Workshop held in 2005 in Fiji

The Pacific Regional Workshop on Leadership Development was held in Lami, near Suva, in 2005. The Workshop was prepared by the Governance Program at the University of the South Pacific, with financial assistance from NZ Aid. Approximately 60 Participants from more than 14 Pacific countries, having considered the challenges of leadership facing the Pacific region in a variety of sectors, crafted a statement calling the region's leaders to be more attentive to the needs of Pacific People. The statement reads:

"We the delegates of the Pacific Regional Workshop on Leadership Development held July 7–9, 2005, in Suva, have listened to the many ‘Voices from the Pacific’ and discussed many leadership issues in various sectors. We acknowledge and applaud many good leaders who seek to serve the people in all aspects of our societies. Equally, the detrimental effects of poor leadership are of concern to all of us. Recalling the Pacific Vision adopted by the Pacific Leaders in Auckland on 6th April 2004, we firmly believe :
- that good leadership is vital in all of our sectors and will greatly impact the lives of our people and the well-being of our nations;
- that investing in and developing leaders is vital for our survival and future happiness;
- that leadership development opportunities must be widely and equally available to all irrespective of race, colour, creed, political beliefs or gender; and,
- we the delegates personally accept the challenge to support leadership development activities in our own countries.

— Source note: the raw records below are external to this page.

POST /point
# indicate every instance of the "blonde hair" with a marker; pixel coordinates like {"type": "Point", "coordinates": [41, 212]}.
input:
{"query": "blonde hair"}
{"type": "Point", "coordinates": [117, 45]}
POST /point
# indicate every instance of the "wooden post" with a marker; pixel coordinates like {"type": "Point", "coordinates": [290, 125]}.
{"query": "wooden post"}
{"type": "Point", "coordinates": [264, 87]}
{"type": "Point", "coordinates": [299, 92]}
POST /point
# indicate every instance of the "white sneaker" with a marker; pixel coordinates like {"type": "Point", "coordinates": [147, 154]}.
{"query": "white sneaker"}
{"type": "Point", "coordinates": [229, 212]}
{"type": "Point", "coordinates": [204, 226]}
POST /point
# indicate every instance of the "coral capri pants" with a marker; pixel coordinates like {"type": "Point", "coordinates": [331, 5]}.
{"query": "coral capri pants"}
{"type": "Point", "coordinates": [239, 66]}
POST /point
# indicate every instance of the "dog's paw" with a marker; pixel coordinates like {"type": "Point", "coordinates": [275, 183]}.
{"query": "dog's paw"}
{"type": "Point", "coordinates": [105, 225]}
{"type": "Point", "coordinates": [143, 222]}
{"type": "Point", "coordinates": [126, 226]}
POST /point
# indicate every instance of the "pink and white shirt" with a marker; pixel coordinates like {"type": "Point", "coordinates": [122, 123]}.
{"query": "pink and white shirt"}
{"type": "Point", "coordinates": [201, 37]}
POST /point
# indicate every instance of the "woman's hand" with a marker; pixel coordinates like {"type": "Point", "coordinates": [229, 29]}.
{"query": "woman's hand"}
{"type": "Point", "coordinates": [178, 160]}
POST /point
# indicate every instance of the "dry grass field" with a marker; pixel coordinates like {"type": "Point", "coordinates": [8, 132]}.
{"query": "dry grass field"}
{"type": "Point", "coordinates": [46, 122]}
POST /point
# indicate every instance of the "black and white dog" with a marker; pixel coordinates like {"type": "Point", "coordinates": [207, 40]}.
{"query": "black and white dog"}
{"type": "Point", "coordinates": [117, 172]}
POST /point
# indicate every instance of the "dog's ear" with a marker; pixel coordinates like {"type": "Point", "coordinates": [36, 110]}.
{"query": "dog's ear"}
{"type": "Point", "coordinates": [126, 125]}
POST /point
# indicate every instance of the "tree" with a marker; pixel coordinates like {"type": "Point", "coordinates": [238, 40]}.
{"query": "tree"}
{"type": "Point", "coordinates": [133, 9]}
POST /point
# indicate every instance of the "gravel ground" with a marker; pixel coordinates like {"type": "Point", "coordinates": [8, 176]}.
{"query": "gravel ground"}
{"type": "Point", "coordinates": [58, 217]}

Further, we respectfully ask the Pacific Forum Leaders to hear our support for the ‘Pacific Vision’ and our call for their endorsement by supporting and investing in culturally appropriate leadership development initiatives that will help make the ‘Pacific Vision’ a reality. Kiribati, FSM, Samoa, Nauru, PNG, Fiji, Solomon Islands, Tonga, Vanuatu, Palau, Marshall Islands, Cook Islands, Tuvalu, Niue, Tokelau."

Subsequent to this meeting, the University of the South Pacific established a "Pacific Leadership Development Network", which held its first meeting in March 2007.